We wish to work strategically with learning and skills partnerships,
regional development agencies and employers to ensue that what
we call fitness for practice (and hence becoming a registered
professional in nutrition) is also fit for purpose (work).
i) National professional bodies as small as
we are have difficulty in finding avenues and keeping those that
we have patent, so that we can articulate our work with that of
the regional development agencies. We are committed to contributing
to the work of RDAs that lead on areas of common interest such
as the London region (with London Food; and its focus upon Public
Health) and the South West Region (with its Food and Drinks Skills
Network). Our role would include providing professional recognition
that would in turn stimulate and sustain more individuals to be
motivated to embark on and pay for more lifelong learning. This
kind of stimulus is required in order to meet objectives set out
by Lord Leitch (2006) and the Skills for Health Sector skills
agreement.
4. PROPOSED
RECOMMENDATIONS TO
BE INCLUDED
IN THE
COMMITTEE'S
REPORT
a) Nutrition is a cross cutting theme common
to a very wide range of sectors and has the potential to contribute
to the nation's health wellbeing wealth and environmental sustainability.
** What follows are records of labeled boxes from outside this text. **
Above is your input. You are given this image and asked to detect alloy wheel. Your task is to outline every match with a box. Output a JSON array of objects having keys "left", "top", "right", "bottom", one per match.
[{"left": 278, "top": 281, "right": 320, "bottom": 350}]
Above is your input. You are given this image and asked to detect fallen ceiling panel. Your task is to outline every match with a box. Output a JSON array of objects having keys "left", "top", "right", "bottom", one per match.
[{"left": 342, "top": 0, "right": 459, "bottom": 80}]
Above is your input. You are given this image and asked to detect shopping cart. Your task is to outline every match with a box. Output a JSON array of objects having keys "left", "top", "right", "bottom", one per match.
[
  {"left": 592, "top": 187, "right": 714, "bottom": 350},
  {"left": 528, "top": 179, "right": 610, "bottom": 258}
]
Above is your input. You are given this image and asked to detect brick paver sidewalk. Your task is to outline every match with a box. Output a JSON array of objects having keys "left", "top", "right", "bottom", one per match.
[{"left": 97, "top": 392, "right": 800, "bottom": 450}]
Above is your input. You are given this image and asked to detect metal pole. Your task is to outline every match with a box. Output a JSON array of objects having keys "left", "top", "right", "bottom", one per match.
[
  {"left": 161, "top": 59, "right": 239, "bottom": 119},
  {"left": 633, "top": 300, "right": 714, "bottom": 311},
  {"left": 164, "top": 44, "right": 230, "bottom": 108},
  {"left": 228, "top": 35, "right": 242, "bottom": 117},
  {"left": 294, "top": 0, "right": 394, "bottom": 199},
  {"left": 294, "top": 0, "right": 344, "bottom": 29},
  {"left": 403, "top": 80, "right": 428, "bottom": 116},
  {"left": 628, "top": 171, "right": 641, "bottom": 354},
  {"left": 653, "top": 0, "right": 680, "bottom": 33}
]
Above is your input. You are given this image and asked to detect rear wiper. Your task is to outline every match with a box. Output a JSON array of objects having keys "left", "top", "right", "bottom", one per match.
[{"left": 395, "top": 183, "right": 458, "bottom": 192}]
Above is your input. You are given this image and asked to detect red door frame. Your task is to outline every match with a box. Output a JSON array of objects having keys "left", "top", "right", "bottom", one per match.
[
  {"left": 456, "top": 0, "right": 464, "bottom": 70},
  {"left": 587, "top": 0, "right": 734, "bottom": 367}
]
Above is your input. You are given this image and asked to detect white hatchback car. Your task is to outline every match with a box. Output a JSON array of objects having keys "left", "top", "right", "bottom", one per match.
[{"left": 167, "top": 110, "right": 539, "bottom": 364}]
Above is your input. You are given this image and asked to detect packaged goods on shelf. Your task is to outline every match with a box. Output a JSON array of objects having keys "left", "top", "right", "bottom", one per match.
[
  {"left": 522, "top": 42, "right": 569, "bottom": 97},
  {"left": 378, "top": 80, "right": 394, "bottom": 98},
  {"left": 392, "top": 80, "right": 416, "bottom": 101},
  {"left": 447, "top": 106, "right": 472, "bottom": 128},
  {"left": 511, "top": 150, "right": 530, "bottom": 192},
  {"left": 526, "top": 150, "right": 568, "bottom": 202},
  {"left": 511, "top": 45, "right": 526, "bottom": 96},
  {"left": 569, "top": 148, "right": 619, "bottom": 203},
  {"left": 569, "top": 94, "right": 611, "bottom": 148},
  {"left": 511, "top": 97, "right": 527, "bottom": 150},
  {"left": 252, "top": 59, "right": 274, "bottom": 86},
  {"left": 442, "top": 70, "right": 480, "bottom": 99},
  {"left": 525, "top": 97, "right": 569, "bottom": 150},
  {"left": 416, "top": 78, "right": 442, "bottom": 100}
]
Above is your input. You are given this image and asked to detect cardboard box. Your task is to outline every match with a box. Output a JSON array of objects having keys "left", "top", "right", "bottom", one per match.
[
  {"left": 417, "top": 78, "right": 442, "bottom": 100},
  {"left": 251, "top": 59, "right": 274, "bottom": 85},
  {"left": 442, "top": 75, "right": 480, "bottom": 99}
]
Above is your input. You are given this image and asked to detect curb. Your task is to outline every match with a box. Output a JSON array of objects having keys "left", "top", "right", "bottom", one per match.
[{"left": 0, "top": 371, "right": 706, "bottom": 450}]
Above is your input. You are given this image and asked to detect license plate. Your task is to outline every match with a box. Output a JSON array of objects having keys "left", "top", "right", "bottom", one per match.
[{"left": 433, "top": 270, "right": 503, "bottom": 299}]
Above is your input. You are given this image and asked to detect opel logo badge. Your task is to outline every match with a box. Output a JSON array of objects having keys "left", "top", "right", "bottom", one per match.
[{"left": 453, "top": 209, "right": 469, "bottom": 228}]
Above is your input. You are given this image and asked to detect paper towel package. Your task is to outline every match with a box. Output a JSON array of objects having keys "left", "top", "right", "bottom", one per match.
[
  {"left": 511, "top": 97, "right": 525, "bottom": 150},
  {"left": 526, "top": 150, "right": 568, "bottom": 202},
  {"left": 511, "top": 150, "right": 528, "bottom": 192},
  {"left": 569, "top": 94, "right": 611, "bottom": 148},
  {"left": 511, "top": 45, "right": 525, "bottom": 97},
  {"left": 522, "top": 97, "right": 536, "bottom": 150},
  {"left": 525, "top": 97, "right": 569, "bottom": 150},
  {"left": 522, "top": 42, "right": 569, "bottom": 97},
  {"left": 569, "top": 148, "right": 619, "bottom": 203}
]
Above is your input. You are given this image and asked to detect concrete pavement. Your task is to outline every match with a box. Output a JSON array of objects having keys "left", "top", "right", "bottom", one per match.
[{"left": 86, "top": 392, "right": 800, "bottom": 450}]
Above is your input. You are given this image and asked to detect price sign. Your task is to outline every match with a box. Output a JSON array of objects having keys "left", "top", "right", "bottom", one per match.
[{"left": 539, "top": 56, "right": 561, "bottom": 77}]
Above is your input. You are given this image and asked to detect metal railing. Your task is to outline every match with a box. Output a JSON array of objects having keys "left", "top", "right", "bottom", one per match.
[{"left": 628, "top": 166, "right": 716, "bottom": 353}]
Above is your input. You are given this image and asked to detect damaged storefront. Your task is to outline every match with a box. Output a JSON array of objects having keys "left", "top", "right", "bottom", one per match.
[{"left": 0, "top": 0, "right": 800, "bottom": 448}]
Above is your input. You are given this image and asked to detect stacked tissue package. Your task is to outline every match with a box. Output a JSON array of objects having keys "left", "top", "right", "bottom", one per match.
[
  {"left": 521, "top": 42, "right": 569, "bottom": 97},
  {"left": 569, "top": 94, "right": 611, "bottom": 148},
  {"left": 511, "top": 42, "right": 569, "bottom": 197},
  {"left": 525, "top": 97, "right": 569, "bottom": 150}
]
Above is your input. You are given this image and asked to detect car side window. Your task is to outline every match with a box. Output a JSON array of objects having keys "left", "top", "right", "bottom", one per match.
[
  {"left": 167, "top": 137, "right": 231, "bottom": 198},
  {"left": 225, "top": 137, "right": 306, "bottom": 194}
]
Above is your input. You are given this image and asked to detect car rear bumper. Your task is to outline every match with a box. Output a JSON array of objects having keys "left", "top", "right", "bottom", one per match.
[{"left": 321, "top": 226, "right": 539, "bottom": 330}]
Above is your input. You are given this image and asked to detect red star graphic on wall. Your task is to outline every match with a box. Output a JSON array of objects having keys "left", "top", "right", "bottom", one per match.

It deserves to taken seriously by the SSCs: there is a risk that
it is overlooked in the absence of clear responsibility and accountability
for developing the capacity and capability of the nutrition workforce.
It is recommended that food and nutrition should be highlighted
in the work plans of both the Alliance of Sector Skills Councils
and the UK Commission for Employment and Skills.
b) a nutrition workforce development plan is
required with mechanisms to ensure underpinning knowledge relevant
to developing transformative evidence-based skills to secure the
attributes of flexibility, commitment to quality, and develop
that of innovation.
c) More opportunities are required for training
in the practical application of nutrition skills at basic and
generic levels, in order to raise standards of care and innovation
in food products and systems, and nutrition services, systems
of care and product development and quality assurance.
April 2008
Nutrition Society (2006) Nutrition Capacity in the
United Kingdom: Mapping the "primary" nutrition workforce.